Saturday, August 25, 2007


New books came over my threshold:

Mark Andrejevic (2007) iSpy: Surveillance and Power in the Interactive Era. University Press of Kansas.


David Lyon (2007) Surveillance Studies: An Overview. Polity.

Both of which look fantastic.

And I managed to find a used copy of the latest in this series by this Rowling person. Will get to it eventually. Right now it's sitting on top of the Pynchon book next to the bed (stacked together they nearly block out the light from the bedside lamp).

Finished The World Without Us, which I found a fascinating read. Much of the general point we've heard before in many ways: humans environmental impact, the devastation (actual and potential) of nuclear materials, petrochemicals, plastics, and so on. It just frames these matters in an intriguing way and got me thinking about things that I probably knew but was willingly ignoring, like the fact that plastic--any plastic--is not going away at all ever unless burned. That's been going through my head every time I toss a plastic yogurt cup (of a type which is nonrecyclable around here) into the trash, or a piece of cling-wrap, or get groceries in plastic bags (and today I bought a dozen free-range eggs, packaged without irony in double layers of plastic). Again, not a new issue, but the book re-presents these old issues through such an interesting question that at least it's got me thinking more. Between that and watching Gore's "An Inconvenient Truth" a few months ago--I remember reading Roger Ebert's review of the film where he said that after seeing the film he went home and started turning out all his lights. I've been doing that, too. Lights off unless an area's being used, and everything unplugged unless in use.

Anyway, for the last thing: sometime over the summer I finished Horst and Miller's Cell Phone: An Anthropology of Communication, which I really liked. when I mentioned it in this blog last Spring I was worried about all the "impact" talk on the back cover (the impact of the cell phone on the poor in Jamaica, etc.).

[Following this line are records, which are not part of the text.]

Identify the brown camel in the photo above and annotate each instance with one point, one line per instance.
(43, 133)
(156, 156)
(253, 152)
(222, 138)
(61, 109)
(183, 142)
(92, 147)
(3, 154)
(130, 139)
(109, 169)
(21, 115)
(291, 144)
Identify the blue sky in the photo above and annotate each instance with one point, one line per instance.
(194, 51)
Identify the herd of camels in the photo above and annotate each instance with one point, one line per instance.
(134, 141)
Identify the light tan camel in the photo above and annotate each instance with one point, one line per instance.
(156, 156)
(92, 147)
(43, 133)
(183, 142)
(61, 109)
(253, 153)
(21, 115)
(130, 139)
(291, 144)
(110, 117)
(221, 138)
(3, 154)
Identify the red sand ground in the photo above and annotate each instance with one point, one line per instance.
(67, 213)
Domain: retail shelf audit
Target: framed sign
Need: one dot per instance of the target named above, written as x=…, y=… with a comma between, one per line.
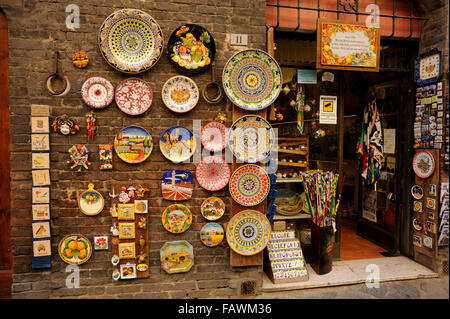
x=351, y=46
x=428, y=67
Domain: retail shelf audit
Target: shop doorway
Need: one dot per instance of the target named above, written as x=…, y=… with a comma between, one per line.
x=5, y=239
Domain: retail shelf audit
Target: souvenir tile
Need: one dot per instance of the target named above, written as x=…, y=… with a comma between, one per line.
x=432, y=190
x=177, y=185
x=100, y=242
x=417, y=241
x=428, y=242
x=141, y=206
x=39, y=124
x=41, y=248
x=125, y=211
x=128, y=271
x=41, y=229
x=41, y=177
x=431, y=203
x=127, y=250
x=40, y=161
x=40, y=195
x=41, y=211
x=40, y=142
x=105, y=153
x=431, y=227
x=126, y=231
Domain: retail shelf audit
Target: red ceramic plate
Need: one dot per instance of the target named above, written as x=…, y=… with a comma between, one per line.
x=212, y=173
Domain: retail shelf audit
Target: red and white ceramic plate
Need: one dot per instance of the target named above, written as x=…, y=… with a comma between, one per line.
x=212, y=173
x=134, y=96
x=214, y=136
x=249, y=185
x=97, y=92
x=423, y=164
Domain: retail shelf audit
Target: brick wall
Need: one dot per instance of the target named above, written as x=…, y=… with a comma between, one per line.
x=36, y=30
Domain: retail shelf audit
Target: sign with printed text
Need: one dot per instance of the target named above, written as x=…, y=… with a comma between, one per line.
x=347, y=46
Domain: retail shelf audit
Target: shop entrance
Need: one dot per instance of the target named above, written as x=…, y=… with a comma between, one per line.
x=5, y=241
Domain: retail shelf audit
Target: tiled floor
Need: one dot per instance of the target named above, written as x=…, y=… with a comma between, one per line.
x=355, y=247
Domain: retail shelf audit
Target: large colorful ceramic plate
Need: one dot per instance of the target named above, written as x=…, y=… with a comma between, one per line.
x=131, y=41
x=191, y=48
x=248, y=232
x=252, y=79
x=249, y=185
x=251, y=138
x=214, y=136
x=91, y=202
x=176, y=256
x=177, y=184
x=134, y=96
x=75, y=249
x=423, y=164
x=97, y=92
x=177, y=144
x=176, y=218
x=212, y=234
x=180, y=94
x=213, y=208
x=133, y=144
x=212, y=173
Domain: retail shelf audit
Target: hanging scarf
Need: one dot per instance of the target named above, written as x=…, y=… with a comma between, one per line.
x=370, y=145
x=299, y=107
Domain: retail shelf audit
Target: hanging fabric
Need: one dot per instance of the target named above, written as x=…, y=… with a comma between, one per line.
x=370, y=145
x=299, y=107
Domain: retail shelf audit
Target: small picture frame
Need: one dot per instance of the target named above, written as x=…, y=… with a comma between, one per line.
x=40, y=142
x=41, y=248
x=100, y=242
x=125, y=211
x=39, y=124
x=40, y=195
x=126, y=231
x=417, y=241
x=127, y=250
x=41, y=177
x=40, y=161
x=41, y=211
x=141, y=206
x=41, y=229
x=128, y=271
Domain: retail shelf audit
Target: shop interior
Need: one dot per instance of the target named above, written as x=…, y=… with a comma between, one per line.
x=368, y=221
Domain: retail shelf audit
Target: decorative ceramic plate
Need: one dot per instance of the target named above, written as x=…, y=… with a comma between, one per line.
x=75, y=249
x=97, y=92
x=251, y=138
x=177, y=256
x=423, y=164
x=180, y=94
x=212, y=234
x=212, y=173
x=248, y=232
x=417, y=192
x=176, y=218
x=133, y=144
x=177, y=144
x=177, y=184
x=213, y=208
x=91, y=202
x=214, y=136
x=249, y=185
x=252, y=79
x=131, y=41
x=191, y=48
x=133, y=96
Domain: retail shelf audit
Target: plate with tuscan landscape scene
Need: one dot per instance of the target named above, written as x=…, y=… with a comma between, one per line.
x=133, y=144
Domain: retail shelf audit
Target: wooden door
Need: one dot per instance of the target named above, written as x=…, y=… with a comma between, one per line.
x=5, y=230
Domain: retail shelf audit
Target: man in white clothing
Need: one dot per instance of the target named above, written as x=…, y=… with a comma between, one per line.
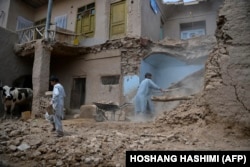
x=143, y=102
x=57, y=103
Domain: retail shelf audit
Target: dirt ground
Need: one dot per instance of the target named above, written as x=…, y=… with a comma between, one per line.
x=90, y=143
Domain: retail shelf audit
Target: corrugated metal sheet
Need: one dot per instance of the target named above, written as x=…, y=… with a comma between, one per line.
x=181, y=2
x=36, y=3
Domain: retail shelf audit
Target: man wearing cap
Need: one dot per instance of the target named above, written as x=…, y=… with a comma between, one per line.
x=57, y=103
x=143, y=103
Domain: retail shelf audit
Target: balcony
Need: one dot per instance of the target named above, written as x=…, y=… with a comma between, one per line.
x=63, y=42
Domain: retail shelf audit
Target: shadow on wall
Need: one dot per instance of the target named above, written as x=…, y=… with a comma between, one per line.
x=24, y=81
x=190, y=85
x=171, y=73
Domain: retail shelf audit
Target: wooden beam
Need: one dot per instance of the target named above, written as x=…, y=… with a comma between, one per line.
x=166, y=98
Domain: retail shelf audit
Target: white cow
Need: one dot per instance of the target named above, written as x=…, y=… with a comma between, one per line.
x=12, y=96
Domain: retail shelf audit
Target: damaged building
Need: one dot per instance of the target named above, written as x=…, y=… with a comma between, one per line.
x=101, y=49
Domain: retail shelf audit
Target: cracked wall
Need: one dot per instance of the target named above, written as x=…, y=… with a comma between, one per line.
x=227, y=80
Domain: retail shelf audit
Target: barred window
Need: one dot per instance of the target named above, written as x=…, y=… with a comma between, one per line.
x=110, y=80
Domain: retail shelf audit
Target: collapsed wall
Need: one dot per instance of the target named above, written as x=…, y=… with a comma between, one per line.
x=227, y=78
x=225, y=97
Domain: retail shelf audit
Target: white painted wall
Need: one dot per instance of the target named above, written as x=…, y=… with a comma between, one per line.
x=177, y=14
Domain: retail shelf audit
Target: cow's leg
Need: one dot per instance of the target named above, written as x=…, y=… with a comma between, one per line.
x=5, y=111
x=11, y=110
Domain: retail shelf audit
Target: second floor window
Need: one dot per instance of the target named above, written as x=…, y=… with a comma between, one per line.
x=85, y=23
x=61, y=21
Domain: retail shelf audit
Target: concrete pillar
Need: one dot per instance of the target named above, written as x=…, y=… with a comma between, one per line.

And it shows up in the book at the very beginning and then again at the end where they are connecting their results with the broader funded study of which they are a part, which made me think that this problematic "impact" language was an artifact of the funded project (can't get funding unless you're showing effects) and it creeps back into their language when they have to articulate it back with the broader project. But for a most part they write quite subtly about communication practices and cell phones (and certainly not treating the latter as if they just fell out of the sky). The cell phone becomes a part of a number of ongoing cultural practices (to the benefit of some and detriment of others, and benefit and detriment at the same time to some) and is taken up within the context of these practices

Friday, August 03, 2007

Antelope Canyon

Photos I took last month on a trip up to Antelope Canyon with my Dad.

Thursday, August 02, 2007


August already?

Just finished a big manuscript so now have a brief bit of time to get caught up on some reading before the semester starts in earnest. Still creeping through Pynchon's "Against the Day" and have half an eye out for a used copy of the 7th book in a certain series.

And just started Alan Weisman's very readable "The World Without Us," which I'm really looking forward to getting further in. The book is a "thought experiment" about what would happen to the planet if humans suddenly disappeared one day: how would things fall apart, what would survive, what would regrow? Parts of the book are like a disaster movie, describing how buildings, bridges, roads fall apart due to the force of water, ice, or rust. How the New York subways would flood as soon as the pumps shut off. And it follows in great detail this story of destruction down to the molecular level (how ice and rust can tear structures apart). All this has a certain fascination; if humans disappear, what that we've built lasts the longest? which is gone the quickest? [The section on New York's bridges was going through my mind when I heard about the tragic Minneapolis bridge collapse]. And what of the environment, plants, and animals? A great deal of the book is really about the relation of humans to their environment from prehistoric times to today, living in balance with some animals and wiping out herds of others (including 5 species of giant ground sloths, some the size of modern elephants, which once roamed North America). Plants and animals which depend on humans to survive (most crops, ornamental flowers, even apple trees, to dogs, rats, and roaches) don't last long post-human (he gives cats a decent chance). I've just finished the chapter on plastics, covering how and why plastics really don't break down (it just gets chopped smaller and smaller until plastic particles invade every organism) to how there's a 10 million square mile swirling swath of the Pacific that is basically covered in plastic debris. Looks like the next chapter's about oil. Sobering stuff. There's also fascinating glimpses of places where humans have vacated (like the Korean DMZ; the area around Chernobyl, and others) and how plants and animals reclaim that land (and which plants and animals do so). So it's about how humans have impacted the planet, but also about how and why plants and animals move and transform and compete. It draws on engineering, anthropology, ecology and a host of other fields. Interesting stuff.